Some government officials have cautioned the prime minister, saying that because Malaysians have enjoyed subsidies for decades, it is viewed by many as an entitlement. Allowing market forces to prevail at the pump could set off a firestorm of protests which could undercut Abdullah’s support in Umno and across the country.

Two years ago, when the global crude oil prices started spiking and government cut its subsidies slightly, resulting in the pump price increasing by 50 sen, the PM’s approval rating took a beating. A survey conducted showed that some 70 percent of Malaysians approved of his leadership, down from nearly 80 percent before the price increase.

Despite hearing this counsel, the PM believes that Malaysians must understand the hard facts: that the country cannot afford the subsidy bill of RM45 billion a year, and that the existing system has distorted Malaysia’s competitiveness and rewards Malaysians who do not need any help. Soon after the general elections Abdullah identified fixing the subsidy system as one of his priorities.

A government official told the Malaysian Insider: "Asking Malaysians to pay the market price is not going to go down well...There is almost a zero chance of the PM even thinking about snap elections now. The Opposition will go to town and show how the government has failed to control the cost of living since the general election."

He reasoned that it will take several months before Malaysians settle down and accept a higher pump price and that is on the basis that the new scheme is implemented well with money flowing to the needy group in timely fashion.

Abdullah has been thinking about the possibility of calling for a snap election should a number of Barisan Nasional MPs cross over to Pakatan Rakyat, putting his government on the brink of collapse.

The view in the PM’s camp is that there is remorse among a swathe of traditional BN supporters who voted for the Opposition on March 8. These voters only meant to send a wake up signal to the coalition and not deny them their two-third majority in Parliament.

Also, the state of instability in the country post Election 2008 will persuade those who want an orderly country and strong government to swing behind BN candidates in a snap election, say Abdullah’s supporters.

All this scenario planning is academic now. In fact, if the scheme is not carried out smoothly or if Malaysians do not buy the government’s rationale for removing the blanket subsidy coverage, Abdullah could face some tough questions during the Umno branch and division meetings.

More so if the removal of subsidies results in cost of living increasing and consumer spending slowing as some economists warn.

"People are expecting a gradual lifting of fuel subsidies, not doing it at one shot. It seems to be extreme," said Gundi Cahyadi, economist with Singapore-based economic think-tank IDEAglobal.

"The impact is going to be negative. For sure, you're going to see inflation shoot higher from August onwards because it will affect prices across the board. Consumer spending and business investment will slow down if this happens," he told the Associated Press.

Inflation hit a 15-month high of 3 per cent in April, and is forecast at 2.5 percent to 3 percent for the full year. The central bank has cut its 2008 economic growth forecast to 5 percent to 6 percent, from 6 percent to 6.5 percent previously.

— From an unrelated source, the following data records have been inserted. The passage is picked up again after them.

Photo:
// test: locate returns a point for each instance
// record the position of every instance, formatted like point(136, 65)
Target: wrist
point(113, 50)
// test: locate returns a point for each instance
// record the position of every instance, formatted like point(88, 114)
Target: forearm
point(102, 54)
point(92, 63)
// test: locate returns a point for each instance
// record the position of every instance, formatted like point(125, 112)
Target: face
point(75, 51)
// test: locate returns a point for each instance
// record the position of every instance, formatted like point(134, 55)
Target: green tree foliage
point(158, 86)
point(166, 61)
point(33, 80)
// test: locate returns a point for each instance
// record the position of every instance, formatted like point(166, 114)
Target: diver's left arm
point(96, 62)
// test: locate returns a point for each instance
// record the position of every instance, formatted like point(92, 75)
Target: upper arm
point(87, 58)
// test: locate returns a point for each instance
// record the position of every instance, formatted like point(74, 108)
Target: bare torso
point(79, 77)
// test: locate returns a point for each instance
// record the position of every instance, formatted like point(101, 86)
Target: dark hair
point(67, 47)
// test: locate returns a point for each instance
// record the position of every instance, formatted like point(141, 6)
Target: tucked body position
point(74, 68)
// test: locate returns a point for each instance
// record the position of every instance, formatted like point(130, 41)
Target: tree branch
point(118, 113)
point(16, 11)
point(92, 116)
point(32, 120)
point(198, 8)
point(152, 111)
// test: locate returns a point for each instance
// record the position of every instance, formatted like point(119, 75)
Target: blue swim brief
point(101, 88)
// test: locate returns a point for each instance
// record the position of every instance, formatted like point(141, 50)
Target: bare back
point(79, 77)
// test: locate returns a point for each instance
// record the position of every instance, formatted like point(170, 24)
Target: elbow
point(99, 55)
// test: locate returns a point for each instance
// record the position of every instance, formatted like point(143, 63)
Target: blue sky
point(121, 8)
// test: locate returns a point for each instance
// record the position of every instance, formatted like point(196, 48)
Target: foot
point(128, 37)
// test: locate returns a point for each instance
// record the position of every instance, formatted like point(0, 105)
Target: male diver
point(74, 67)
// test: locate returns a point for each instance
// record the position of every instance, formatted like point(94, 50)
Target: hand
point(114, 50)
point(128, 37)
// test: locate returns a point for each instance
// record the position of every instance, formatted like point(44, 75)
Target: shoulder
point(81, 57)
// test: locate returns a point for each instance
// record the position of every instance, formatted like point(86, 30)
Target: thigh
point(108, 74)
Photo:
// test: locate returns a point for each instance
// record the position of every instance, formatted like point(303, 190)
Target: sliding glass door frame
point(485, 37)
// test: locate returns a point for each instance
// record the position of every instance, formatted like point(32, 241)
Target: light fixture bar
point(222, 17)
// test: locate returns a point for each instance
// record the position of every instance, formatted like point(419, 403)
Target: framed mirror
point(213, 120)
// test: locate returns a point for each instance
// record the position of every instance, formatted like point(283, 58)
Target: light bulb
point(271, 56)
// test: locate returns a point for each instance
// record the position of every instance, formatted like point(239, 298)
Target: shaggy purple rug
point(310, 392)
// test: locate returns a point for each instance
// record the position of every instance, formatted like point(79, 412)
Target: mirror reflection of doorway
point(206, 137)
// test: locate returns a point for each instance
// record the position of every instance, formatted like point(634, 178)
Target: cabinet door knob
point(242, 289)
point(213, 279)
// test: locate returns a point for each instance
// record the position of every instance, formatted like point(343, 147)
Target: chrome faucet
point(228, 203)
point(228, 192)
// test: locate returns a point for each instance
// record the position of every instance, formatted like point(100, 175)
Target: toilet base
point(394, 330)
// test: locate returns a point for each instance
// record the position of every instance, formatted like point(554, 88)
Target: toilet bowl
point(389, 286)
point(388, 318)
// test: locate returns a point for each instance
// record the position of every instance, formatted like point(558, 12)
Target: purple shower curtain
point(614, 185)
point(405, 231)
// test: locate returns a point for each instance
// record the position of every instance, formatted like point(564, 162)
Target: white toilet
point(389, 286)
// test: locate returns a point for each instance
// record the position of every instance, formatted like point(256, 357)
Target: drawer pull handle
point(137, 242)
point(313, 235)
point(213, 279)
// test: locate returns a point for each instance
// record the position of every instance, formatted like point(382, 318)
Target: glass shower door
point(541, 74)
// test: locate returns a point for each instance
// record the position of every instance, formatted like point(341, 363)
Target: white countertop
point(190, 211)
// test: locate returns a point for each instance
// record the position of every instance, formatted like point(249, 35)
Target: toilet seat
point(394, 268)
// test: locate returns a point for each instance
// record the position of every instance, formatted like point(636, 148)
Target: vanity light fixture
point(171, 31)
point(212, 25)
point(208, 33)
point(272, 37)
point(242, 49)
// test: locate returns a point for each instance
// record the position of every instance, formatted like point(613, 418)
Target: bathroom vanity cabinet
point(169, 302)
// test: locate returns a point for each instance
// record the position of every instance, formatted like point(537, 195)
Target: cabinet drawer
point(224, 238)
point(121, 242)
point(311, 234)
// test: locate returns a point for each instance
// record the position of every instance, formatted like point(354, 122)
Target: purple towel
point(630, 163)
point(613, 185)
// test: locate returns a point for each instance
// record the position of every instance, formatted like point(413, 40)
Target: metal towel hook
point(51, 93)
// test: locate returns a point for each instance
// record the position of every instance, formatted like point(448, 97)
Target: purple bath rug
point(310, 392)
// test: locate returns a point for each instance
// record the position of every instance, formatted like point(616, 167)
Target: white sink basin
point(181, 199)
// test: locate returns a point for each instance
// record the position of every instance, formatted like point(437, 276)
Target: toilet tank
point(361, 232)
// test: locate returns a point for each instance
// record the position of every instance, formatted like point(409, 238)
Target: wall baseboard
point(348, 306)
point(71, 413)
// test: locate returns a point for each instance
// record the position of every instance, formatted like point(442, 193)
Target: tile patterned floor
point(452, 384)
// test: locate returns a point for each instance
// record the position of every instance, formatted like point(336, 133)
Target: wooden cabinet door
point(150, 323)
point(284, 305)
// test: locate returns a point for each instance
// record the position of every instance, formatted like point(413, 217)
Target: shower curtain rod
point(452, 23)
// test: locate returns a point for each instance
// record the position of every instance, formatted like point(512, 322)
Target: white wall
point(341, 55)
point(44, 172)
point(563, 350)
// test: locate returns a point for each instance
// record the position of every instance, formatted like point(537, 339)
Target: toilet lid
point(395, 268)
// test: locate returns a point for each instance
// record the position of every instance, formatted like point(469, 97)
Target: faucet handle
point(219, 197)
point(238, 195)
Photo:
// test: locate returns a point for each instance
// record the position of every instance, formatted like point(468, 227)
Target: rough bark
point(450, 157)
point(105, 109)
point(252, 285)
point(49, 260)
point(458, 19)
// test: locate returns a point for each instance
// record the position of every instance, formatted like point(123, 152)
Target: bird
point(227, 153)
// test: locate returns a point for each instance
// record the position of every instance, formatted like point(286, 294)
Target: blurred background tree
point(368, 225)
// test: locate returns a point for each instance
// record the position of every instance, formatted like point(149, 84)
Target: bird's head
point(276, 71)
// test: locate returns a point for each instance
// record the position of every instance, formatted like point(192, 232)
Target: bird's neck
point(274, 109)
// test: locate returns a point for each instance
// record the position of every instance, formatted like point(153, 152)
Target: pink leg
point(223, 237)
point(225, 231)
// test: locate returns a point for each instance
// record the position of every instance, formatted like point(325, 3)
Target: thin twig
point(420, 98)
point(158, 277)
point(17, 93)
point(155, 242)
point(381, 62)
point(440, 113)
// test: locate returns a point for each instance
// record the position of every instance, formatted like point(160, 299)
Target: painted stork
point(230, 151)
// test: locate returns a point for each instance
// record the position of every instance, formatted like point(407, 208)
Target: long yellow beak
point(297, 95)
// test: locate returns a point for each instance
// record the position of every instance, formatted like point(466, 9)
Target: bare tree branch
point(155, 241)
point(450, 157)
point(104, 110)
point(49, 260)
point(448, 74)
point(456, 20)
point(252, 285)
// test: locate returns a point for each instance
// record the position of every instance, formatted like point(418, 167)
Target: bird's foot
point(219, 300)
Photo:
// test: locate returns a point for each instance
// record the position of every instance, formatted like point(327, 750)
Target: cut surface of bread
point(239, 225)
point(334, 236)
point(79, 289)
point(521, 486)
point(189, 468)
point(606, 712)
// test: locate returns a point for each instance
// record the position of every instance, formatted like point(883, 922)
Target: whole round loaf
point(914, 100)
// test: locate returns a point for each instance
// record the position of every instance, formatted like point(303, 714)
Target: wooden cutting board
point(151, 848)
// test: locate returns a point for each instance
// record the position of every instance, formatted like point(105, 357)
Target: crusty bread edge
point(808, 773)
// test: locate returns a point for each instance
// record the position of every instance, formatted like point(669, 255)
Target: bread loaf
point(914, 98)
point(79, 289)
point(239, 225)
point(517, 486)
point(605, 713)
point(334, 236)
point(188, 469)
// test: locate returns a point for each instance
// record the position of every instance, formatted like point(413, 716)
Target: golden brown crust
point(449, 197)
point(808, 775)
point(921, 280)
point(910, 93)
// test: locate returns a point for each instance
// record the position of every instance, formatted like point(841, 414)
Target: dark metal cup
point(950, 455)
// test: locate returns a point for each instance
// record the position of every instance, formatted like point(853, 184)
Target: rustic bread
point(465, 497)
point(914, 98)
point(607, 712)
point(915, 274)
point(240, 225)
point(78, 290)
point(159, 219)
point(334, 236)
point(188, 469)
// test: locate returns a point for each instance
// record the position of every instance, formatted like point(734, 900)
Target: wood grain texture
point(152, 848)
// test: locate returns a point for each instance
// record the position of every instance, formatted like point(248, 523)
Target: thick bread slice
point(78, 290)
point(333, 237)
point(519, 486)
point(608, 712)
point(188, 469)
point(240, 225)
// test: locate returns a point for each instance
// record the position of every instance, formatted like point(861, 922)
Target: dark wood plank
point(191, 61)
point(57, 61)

Manoharan Mottain, economist with AmInvestment Bank, said the removal of price controls would lead to "a lot of unhappiness" because the country's poor transportation system makes many people reliant on their cars.

"A total withdrawal (of fuel subsidy) could lead to chaos. There will be protests. It will choke consumer spending and could lead to dangerous levels of inflation," he warned.

It could also lead to unprecedented anger against a prime minister who only has a tenuous grip on power.